Mono County Courthouse

An architectural masterpiece done in Victorian style, the Courthouse took only a short year to complete, beginning in 1880 and costing nearly $40,000. Such speed ensured Bridgeport would remain the County Seat over Bodie. As the second oldest operational courthouse in California, it was designed in the shape of a Greek cross with it's widest measurements being seventy-four by eighty feet. Large, flat rocks under thirty inch blocks of cut granite make up the foundation. The outside is finished with redwood siding forty feet high. Throughout the inside are floors of thick Oregon pine and windows of French crystal sheet glass. A ten foot wide staircase adorned in Spanish cedar leads to the upper level Court rooms. Electricity and indoor plumbing were added in the 1930’s.

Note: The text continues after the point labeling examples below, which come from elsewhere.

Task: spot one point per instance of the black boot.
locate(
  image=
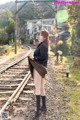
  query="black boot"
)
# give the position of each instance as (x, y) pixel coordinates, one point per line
(43, 108)
(38, 111)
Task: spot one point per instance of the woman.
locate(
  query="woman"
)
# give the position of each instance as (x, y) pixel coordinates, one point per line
(41, 56)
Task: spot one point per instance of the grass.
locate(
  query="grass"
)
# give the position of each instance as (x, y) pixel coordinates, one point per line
(9, 50)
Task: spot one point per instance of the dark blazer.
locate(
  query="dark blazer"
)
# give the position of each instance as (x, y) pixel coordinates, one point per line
(41, 53)
(35, 65)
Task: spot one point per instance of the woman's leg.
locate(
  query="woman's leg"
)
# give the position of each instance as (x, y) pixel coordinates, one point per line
(43, 95)
(37, 82)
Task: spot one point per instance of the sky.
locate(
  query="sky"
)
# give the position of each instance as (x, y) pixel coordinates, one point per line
(5, 1)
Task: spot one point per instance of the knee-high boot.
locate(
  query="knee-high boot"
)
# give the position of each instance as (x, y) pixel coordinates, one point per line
(43, 108)
(38, 111)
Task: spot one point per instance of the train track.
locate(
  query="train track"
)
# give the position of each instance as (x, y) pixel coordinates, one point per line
(15, 80)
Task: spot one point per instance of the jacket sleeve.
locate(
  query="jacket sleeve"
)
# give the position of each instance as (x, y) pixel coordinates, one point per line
(43, 54)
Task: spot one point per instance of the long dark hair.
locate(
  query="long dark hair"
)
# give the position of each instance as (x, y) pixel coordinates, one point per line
(45, 34)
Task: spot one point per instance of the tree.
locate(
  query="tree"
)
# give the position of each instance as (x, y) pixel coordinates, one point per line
(7, 22)
(74, 28)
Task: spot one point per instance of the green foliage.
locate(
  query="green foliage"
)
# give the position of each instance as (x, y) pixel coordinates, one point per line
(74, 28)
(7, 26)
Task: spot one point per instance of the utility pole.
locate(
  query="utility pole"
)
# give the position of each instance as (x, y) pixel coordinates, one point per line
(56, 32)
(56, 28)
(16, 28)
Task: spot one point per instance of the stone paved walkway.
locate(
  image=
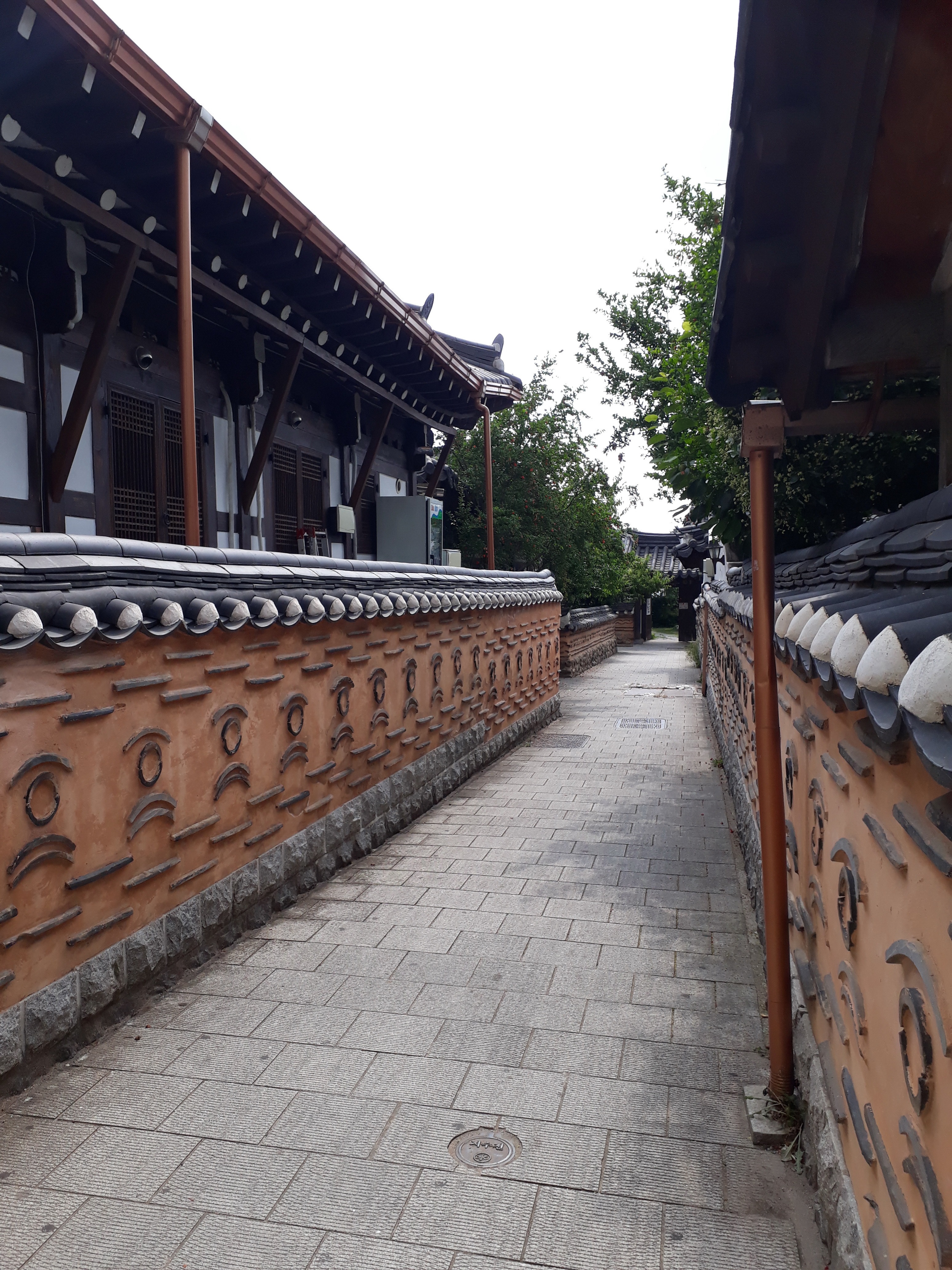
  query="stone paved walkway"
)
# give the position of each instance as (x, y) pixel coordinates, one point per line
(559, 949)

Dating from 1880, the present Mono County Courthouse is the second oldest continuously-used county courthouse in the state of California. Despite the building's antiquity, it is the county's third courthouse. The first courthouse was a two story brick building located in the mining Boomtown of Aurora. Aurora was the county seat until a resurveying of the California-Nevada state line revealed the mining town to be in Nevada. The Mono County records were hastily moved to Bodie, then Bridgeport where the exiting American hotel was purchased to become the second county courthouse. When this building proved too small, the large, permanent courthouse was constructed in the New England style.